Student-led conferences offer several benefits. First, this kind of meeting format promotes collaboration between school and home. When a student explains what has occurred by way of academic success or lack thereof, it minimizes the opportunity to assign the responsibility to teachers or parents if the student isn’t succeeding. Also, placing the onus on a student to explain their progress helps build the accountability and responsibility necessary for them to sustain or improve academic success.

The student needs to reflect on what is required to achieve academic success or discuss what they need or must do to improve. Another key benefit of these conferences is the skill of goal development that a student must employ to start the process. When the student sets goals, they likely take a personal interest in monitoring and achieving them.

Educators can institute student-led conferences in different ways depending on the class size, layout, and structure of the school. However, regardless of the format used, there’re two key elements that should always be present.

All participants (student, teacher, and parents) need to understand their roles clearly for these conferences to be effective. Students need to facilitate the discussion, demonstrate their work, and communicate their learning objectives with parents. Teachers act as a mediator between students and parents. They also need to take some time out to prepare students for these conferences. Parents should come prepared to talk with and listen to their children.

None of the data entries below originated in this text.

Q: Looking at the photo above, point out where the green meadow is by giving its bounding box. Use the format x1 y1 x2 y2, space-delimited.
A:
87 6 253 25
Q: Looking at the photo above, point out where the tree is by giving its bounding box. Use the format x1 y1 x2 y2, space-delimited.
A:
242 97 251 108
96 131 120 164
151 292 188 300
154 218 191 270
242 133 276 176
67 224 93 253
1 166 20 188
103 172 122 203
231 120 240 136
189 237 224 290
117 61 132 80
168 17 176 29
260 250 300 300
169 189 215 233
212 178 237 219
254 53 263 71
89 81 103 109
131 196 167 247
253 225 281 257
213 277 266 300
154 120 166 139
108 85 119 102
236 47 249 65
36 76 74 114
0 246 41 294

Schools can use newsletters to inform parents about student-led conferences in detail and their role.

The student portfolio is a key component of effective student-led conferences. Portfolios might vary depending on the format of a conference, but they generally include a selection of a student’s work from throughout the year, sheets for setting academic and social goals, and an agenda for the conference. Students should also be encouraged to present sample work they aren’t satisfied with and explain how they might have done better. They can also find examples of areas where they improved their performance during an individual project or unit. Teachers can set aside time regularly throughout the year to help students select the work they’d like to present at the conference.